Si avantageux soit-il, ce portrait d’artiste est cependant bien incomplet. Rameau fut aussi un grand théoricien de la musique: sur une période de quarante ans, il écrivit des traités de musicologie qui ont fait de lui, jusqu’à ce jour, le fondateur de l’harmonie moderne. Un peu à l’image de Marin Mersenne, l’ami de Descartes, qui, le siècle précédent, multipliait les échanges avec les hommes de science, il s’intéressa aussi à l’acoustique musicale, débattant ou correspondant avec les principaux savants de son temps : d’Alembert, Maupertuis, Dortous de Mairan, Fontenelle, Réaumur, Euler, Bernoulli, Cramer, Wolff. Rameau fut à la fois un artiste et un scientifique, à la manière d’un Léonard de Vinci ou d’un Goethe.
Pourtant, cette étiquette de musicien savant ne touche encore que l’écorce du personnage : loin de se cantonner à la stricte musicologie, ses recherches théoriques relevaient plutôt d’une quête de sens spirituelle.
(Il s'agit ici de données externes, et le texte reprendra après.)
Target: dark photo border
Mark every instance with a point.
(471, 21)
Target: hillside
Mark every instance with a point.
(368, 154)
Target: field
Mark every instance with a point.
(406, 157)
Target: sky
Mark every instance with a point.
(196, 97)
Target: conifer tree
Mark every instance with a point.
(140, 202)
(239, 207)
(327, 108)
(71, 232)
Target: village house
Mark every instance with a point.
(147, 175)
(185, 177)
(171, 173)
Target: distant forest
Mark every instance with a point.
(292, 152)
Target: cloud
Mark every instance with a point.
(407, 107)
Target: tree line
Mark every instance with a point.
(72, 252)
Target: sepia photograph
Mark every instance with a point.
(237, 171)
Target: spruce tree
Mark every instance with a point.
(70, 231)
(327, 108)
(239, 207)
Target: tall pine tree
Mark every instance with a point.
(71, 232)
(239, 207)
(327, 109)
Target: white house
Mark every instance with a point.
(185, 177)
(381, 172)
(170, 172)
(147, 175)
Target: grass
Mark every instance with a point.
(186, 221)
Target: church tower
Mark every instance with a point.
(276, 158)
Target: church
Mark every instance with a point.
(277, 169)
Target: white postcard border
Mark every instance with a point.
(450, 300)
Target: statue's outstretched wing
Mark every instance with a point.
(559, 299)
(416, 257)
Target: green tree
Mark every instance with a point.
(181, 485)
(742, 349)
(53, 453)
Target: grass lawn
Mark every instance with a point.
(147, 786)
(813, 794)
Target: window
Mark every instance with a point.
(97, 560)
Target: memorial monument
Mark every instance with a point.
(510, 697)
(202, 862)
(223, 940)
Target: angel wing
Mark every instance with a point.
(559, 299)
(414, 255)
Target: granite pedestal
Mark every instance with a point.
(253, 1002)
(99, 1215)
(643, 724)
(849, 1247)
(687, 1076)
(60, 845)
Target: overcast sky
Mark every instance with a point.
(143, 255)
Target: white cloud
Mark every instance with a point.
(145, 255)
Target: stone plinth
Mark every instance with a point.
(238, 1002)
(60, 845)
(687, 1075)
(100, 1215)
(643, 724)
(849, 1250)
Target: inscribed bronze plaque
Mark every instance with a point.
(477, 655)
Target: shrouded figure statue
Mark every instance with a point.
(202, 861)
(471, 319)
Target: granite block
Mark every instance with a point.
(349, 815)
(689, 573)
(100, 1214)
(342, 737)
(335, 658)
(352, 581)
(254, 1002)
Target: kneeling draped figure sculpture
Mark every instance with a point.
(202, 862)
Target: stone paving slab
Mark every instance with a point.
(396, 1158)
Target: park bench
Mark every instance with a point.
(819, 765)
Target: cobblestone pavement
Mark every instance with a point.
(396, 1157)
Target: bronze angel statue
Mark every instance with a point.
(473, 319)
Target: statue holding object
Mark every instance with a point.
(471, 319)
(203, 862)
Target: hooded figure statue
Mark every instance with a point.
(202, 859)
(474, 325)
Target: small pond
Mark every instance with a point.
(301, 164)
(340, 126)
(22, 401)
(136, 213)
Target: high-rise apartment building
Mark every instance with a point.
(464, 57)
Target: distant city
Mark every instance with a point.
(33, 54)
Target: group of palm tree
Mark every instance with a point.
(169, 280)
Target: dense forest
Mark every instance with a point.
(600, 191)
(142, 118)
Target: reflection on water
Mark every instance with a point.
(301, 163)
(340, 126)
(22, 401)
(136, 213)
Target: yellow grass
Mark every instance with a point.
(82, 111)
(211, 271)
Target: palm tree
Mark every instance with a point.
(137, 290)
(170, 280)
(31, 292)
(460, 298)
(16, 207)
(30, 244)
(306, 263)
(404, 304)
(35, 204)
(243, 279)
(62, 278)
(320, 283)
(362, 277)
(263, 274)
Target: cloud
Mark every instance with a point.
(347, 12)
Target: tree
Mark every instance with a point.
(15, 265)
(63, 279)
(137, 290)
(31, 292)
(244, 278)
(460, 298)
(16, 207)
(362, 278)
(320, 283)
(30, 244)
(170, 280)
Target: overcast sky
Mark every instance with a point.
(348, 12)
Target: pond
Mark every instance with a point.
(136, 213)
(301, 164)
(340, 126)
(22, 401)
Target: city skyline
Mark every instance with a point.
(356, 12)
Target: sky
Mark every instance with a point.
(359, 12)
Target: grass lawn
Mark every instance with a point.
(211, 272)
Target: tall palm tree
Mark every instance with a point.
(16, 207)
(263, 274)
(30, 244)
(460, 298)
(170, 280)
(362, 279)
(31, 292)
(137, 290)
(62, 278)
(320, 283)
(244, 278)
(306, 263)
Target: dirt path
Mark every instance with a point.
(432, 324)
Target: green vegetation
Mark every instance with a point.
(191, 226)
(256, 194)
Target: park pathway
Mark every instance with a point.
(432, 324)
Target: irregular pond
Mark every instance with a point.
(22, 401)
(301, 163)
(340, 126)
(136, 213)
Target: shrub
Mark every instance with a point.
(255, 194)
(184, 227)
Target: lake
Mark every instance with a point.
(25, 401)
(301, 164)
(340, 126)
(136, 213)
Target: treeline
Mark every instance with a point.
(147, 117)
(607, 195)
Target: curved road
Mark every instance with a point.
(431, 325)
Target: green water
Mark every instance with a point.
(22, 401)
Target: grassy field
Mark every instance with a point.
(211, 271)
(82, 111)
Toute sa vie, une intuition, perçue très tôt, dès sa jeunesse, le poursuivit, qu’il s’efforça de clarifier jusqu’à sa mort: l’ouïe est à l’origine de l’entendement parce que le son est le véhicule physique de la conscience, de sorte que c’est en analysant la structure fondamentale du son (ce qu’il appelle le corps sonore ) que l’on peut dévoiler les clés qui ont permis la naissance des idées, la formation des pensées, la constitution des langues et, conséquemment, l’apparition des sciences et des arts.
Loin de constituer une fin en soi, la théorie musicale représenta donc pour Rameau le moyen d’étayer cette intuition. Pourtant, paradoxalement, tant son œuvre musicale que son travail musicologique occultèrent cette ambition : dégager scientifiquement les principes d’une métaphysique de l’ouïe ou, plus exactement, d’une métaphysique du son .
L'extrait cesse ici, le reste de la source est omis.